Spot on. But when I caught up with Starks a few weeks back, it was in his new role as CEO of the Open Data Institute. Co-founded by Sir Tim Berners-Lee (who gave us the World Wide Web), this independent, non-profit, non-partisan initiative has secured $15.43 million over five years from Innovate U.K. and $750,000 from Omidyar Network. Its priority targets include improved data infrastructures and smarter cities — but its work has profound implications for the sustainable capitalism movement.
[Catch Gavin Starks in person at VERGE in San Jose, California, Oct. 26 to 29.]
During the conversation, Starks repeatedly referred to the triple bottom line (now 21 years old) as the basic architecture of AMEE’s approach — as it has been for platforms such as the Global Reporting Initiative and the Dow Jones Sustainability Indices. But I became increasingly, uncomfortably aware of the nature and scale of the disintermediations that soon will rock the sustainability world.

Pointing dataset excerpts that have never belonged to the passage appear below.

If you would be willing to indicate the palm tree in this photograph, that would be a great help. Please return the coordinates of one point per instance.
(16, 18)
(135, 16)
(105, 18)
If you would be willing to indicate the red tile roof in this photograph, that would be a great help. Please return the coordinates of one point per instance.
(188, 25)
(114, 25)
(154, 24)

So what is the essence of this coming challenge? Here’s how I see it. In The Stretch Agenda, our recent dramatization of a C-Suite session discussion on potential breakthrough strategies for a major conglomerate, we included the following sketch, presented by the company’s CFO:

On the horizontal axis, featuring up to eight growth “engines,” business manages multiple forms of capital (such as physical, financial, human, intellectual, social and natural). The integrated reporting movement is working to distill all of this complexity into just two main forms of value: an expanded version of financial capital; and more clearly defined forms of non-financial capital.
But equally important are the vertical dimension (involving new types of modeling linking together every element of the system, from field and factory out to the biosphere and atmosphere) and the longitudinal dimension — with change dynamics tracked over decades, even generations. In this view, companies and economies are the aircraft, while governments and the financial markets are akin to air traffic controllers.

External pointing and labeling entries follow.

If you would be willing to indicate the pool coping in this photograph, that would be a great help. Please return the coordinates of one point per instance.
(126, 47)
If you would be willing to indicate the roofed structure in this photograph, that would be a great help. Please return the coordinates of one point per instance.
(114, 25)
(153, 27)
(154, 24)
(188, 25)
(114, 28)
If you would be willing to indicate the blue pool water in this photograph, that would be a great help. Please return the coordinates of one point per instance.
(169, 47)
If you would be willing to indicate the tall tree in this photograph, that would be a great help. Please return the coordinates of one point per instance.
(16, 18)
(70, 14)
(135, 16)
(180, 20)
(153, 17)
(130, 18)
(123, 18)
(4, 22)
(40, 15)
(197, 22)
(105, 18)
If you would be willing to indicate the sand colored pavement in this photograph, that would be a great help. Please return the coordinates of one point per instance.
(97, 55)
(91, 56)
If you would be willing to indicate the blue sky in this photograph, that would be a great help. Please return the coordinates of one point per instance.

December’s COP21 climate summit in Paris will show whether our economic controllers are up to the task.
At a time when a worrying number of pilots seem to be losing their bearings, or actively steering their aircraft into oceans or mountains, there is a parallel risk that the world’s sustainability champions unwittingly could help crash the global economic system.
Here’s why. As we compete to stake out our respective bits of market turf, celebrating the incremental changes of businesses that support our platforms, we confuse the market. Are we calling for change-as-usual or for “breakthrough“? Ultimately, too, we risk losing out to those who see the challenge through very different lenses: the Travis Kalanicks of sustainable capitalism.
The Open Data movement could turn some of today’s sustainability organizations into tomorrow’s Better Places, in the ditch, wheels spinning. So, do we wait to be Uberized — or join forces to converge our activities and co-evolve shared visions and roadmaps? We vote for the latter. And with 2017 marking the 30th anniversary of the Brundtland agenda, we have a narrow time window to get our collective act together.
In focusing on the “Breakthrough Decade” to 2025, we aim to help sustainability leaders shift their focus beyond incumbent challenges to insurgent opportunities. In the process, we must engage and inspire market disruptors — from drone designers and artificial intelligence engineers through to nanoscientists and synthetic biologists.
Each era of creative destruction brings new types of externality, both positive and negative. Let’s work together to ensure that the next economy is conscious, responsible, fair and, in ecological terms, regenerative.